3) Sanık müdafiinin, “2006 ve 2007 takvim yıllarında sahte fatura düzenlemek” suçlarından kurulan hükümlere yönelik temyiz itirazlarına gelince;

Yapılan duruşmaya, toplanıp karar yerinde gösterilen delillere, mahkemenin soruşturma neticelerine uygun şekilde oluşan inanç ve takdirine, incelenen dosya içeriğine göre sanık müdafiinin yerinde görülmeyen sair temyiz itirazlarının reddine, ancak;

5237 sayılı TCK'nun 61. maddesi uyarınca hakim somut olayda; suçun işleniş biçimini, suçun işlenmesinde kullanılan araçları, suçun işlendiği zaman ve yeri, suçun konusunun önem ve değerini, meydana gelen zarar veya tehlikenin ağırlığını, failin kast veya taksire dayalı kusurunun ağırlığını ve failin güttüğü amaç ve saiki göz önünde bulundurarak, işlenen suçun kanunî tanımında öngörülen cezanın alt ve üst sınırı arasında temel cezayı belirler. 5237 sayılı TCK'nun “Adalet ve kanun önünde eşitlik ilkesi” başlıklı 3/1. maddesi uyarınca suç işleyen kişi hakkında işlenen fiilin ağırlığıyla orantılı ceza ve güvenlik tedbirine hükmolunur.
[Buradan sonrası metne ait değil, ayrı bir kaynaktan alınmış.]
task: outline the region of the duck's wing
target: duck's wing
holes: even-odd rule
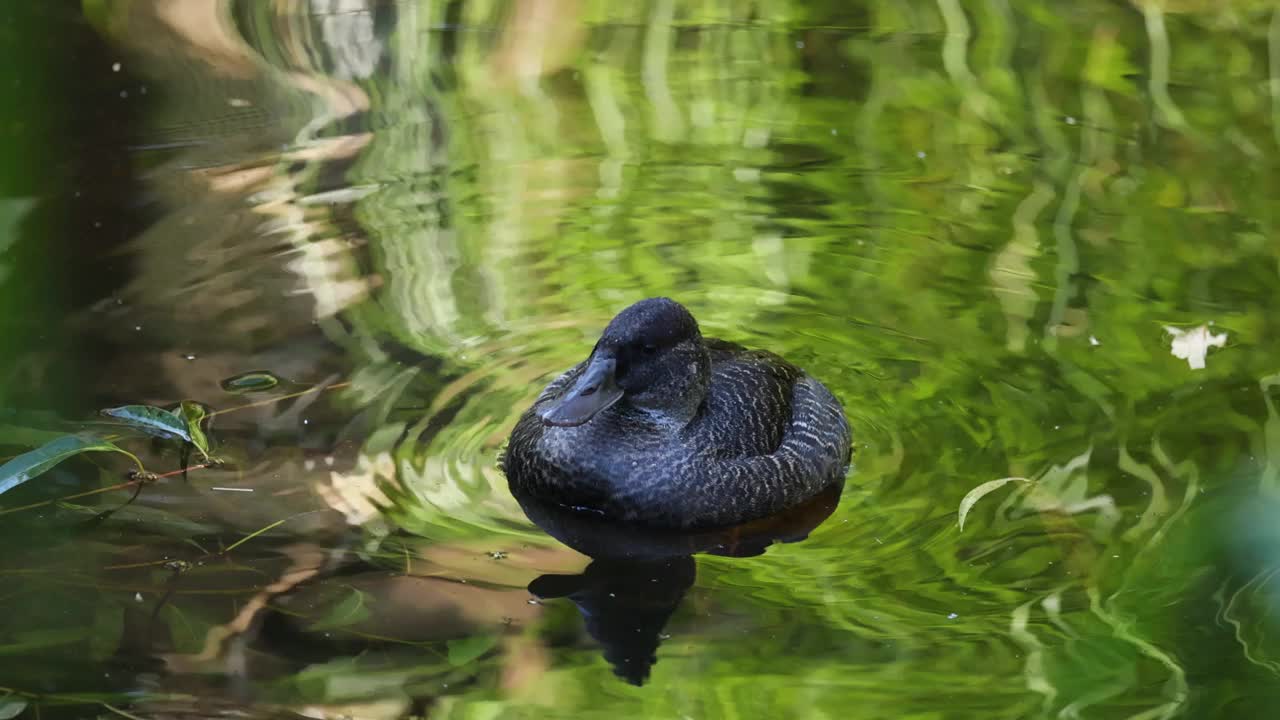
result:
[[[814,497],[848,472],[852,435],[844,409],[822,383],[801,374],[791,386],[782,440],[768,454],[692,460],[658,468],[619,508],[629,519],[684,529],[728,527],[776,515]]]
[[[804,373],[773,353],[712,341],[711,382],[699,416],[686,430],[700,458],[769,455],[786,436],[793,391]]]
[[[777,450],[707,468],[703,492],[715,502],[699,513],[697,524],[767,517],[801,503],[844,479],[851,447],[844,408],[826,386],[804,375],[792,386],[791,422]]]

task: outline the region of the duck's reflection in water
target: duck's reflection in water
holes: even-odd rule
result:
[[[643,685],[657,662],[667,620],[693,585],[693,555],[760,555],[798,542],[835,511],[843,483],[784,513],[715,531],[678,533],[620,525],[601,516],[516,496],[535,524],[593,561],[576,575],[542,575],[529,592],[568,598],[618,677]]]
[[[600,559],[580,575],[543,575],[529,584],[540,598],[567,597],[618,677],[644,684],[658,641],[696,573],[693,558]]]

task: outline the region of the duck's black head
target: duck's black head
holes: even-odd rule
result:
[[[706,394],[710,360],[698,323],[668,298],[641,300],[604,329],[586,367],[542,410],[548,425],[581,425],[623,402],[687,422]]]

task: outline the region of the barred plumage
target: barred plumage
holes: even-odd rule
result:
[[[591,357],[547,386],[503,464],[518,498],[701,529],[843,482],[850,446],[822,383],[772,353],[702,338],[684,307],[654,298],[620,313]]]

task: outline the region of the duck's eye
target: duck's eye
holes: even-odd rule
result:
[[[658,352],[658,346],[645,344],[640,346],[640,350],[643,351],[645,355],[652,355]]]

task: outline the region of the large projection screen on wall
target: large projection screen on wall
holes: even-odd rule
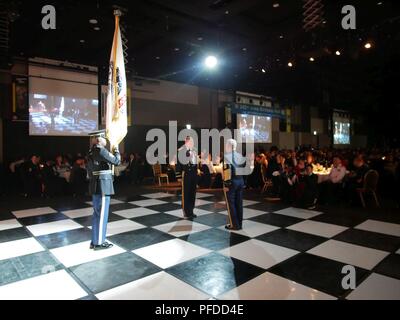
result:
[[[87,136],[98,129],[97,75],[29,67],[29,134]]]
[[[270,117],[238,114],[237,128],[242,142],[272,143],[272,119]]]
[[[350,119],[334,117],[333,124],[333,144],[350,144]]]

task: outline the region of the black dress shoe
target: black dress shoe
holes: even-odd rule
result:
[[[234,227],[231,227],[230,225],[225,226],[225,229],[226,229],[226,230],[232,230],[232,231],[239,231],[239,230],[242,230],[242,228],[234,228]]]
[[[97,245],[97,246],[94,246],[94,251],[97,251],[97,250],[106,250],[106,249],[110,249],[110,248],[112,248],[114,245],[113,244],[111,244],[111,243],[108,243],[108,242],[104,242],[103,244],[100,244],[100,245]]]
[[[94,244],[93,244],[93,242],[90,243],[89,249],[94,249]]]
[[[184,216],[183,217],[183,219],[185,219],[185,220],[191,220],[191,219],[194,219],[194,218],[197,218],[197,215],[191,214],[190,216]]]

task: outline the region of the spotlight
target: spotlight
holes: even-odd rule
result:
[[[267,71],[266,71],[264,68],[262,68],[262,69],[261,69],[261,72],[262,72],[262,73],[266,73]]]
[[[314,62],[314,61],[315,61],[315,59],[314,59],[313,57],[311,57],[311,58],[310,58],[310,61],[311,61],[311,62]]]
[[[316,135],[318,135],[318,132],[317,132],[317,131],[314,131],[314,136],[316,136]]]
[[[341,53],[339,50],[337,50],[337,51],[335,52],[335,54],[336,54],[337,56],[340,56],[342,53]]]
[[[287,65],[288,65],[289,68],[293,67],[293,63],[292,62],[289,62]]]
[[[191,125],[191,124],[187,124],[187,125],[186,125],[186,129],[187,129],[187,130],[191,130],[191,129],[192,129],[192,125]]]
[[[218,65],[218,59],[215,56],[208,56],[204,64],[208,69],[214,69]]]
[[[90,24],[97,24],[97,20],[96,20],[96,19],[90,19],[90,20],[89,20],[89,23],[90,23]]]
[[[370,42],[367,42],[367,43],[364,45],[364,48],[365,48],[365,49],[371,49],[371,48],[372,48],[372,44],[371,44]]]

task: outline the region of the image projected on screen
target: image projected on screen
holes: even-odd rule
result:
[[[29,66],[29,134],[87,136],[98,129],[97,74]]]
[[[31,135],[87,135],[97,130],[98,100],[29,95]]]
[[[335,121],[334,144],[350,144],[350,122]]]
[[[270,117],[238,114],[238,129],[243,142],[272,143],[272,125]]]

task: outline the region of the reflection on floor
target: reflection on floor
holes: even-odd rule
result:
[[[175,194],[117,197],[105,251],[89,250],[90,199],[5,201],[0,299],[400,299],[399,215],[247,195],[244,230],[229,233],[222,195],[197,198],[191,222]]]

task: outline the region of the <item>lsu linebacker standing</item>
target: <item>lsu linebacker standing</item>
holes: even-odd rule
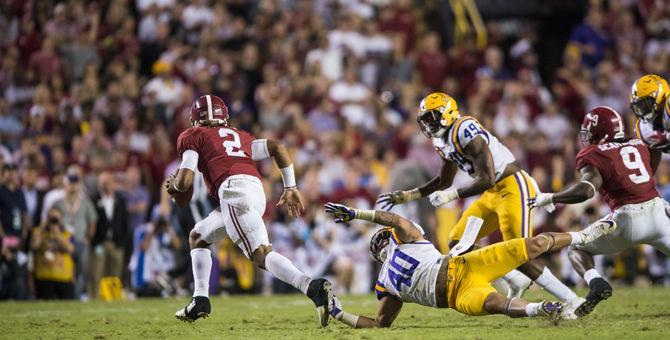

Bu itibarla; kanunda öngörülen alt ve üst sınır arasında temel cezayı belirlemek hâkimin takdir ve değerlendirme yetkisi içindedir. Ancak, Anayasanın 141, 5271 sayılı CMK'nun 34, 230 ve 289. maddeleri uyarınca hükümde bu takdirin denetime olanak sağlayacak biçimde, hak ve nesafet kurallarına uygun, dosya içeriği ile uyumlu yasal ve yeterli gerekçesinin gösterilmesi zorunludur. Yasa metinlerindeki ifadelerin kararda tekrar edilmesi ile bu metinlerdeki genel nitelikli ölçütler somut olaya ve failine özgülenmediği müddetçe yeterli bir gerekçe olmadığı , sanığa yüklenen suçlarla ilgili olarak suç tarihlerinde yürürlükte olan 213 sayılı Vergi Usul Kanununun 359/b-1 maddesinde 18 aydan 3 yıla kadar hapis cezası öngörüldüğü cihetle yasal ve yeterli olmayan gerekçe ile alt sınırdan uzaklaşılarak sanık hakkında en üst sınırdan ceza tayini,

Yasaya aykırı, sanık müdafiinin temyiz itirazları bu itibarla yerinde görülmüş olduğundan hükümlerin bu sebepten 5320 sayılı Yasanın 8/1. maddesi gereğince uygulanması gereken 1412 sayılı CMUK'nun 321. maddesi uyarınca BOZULMASINA, 21.01.2015 gününde oybirliğiyle karar verildi.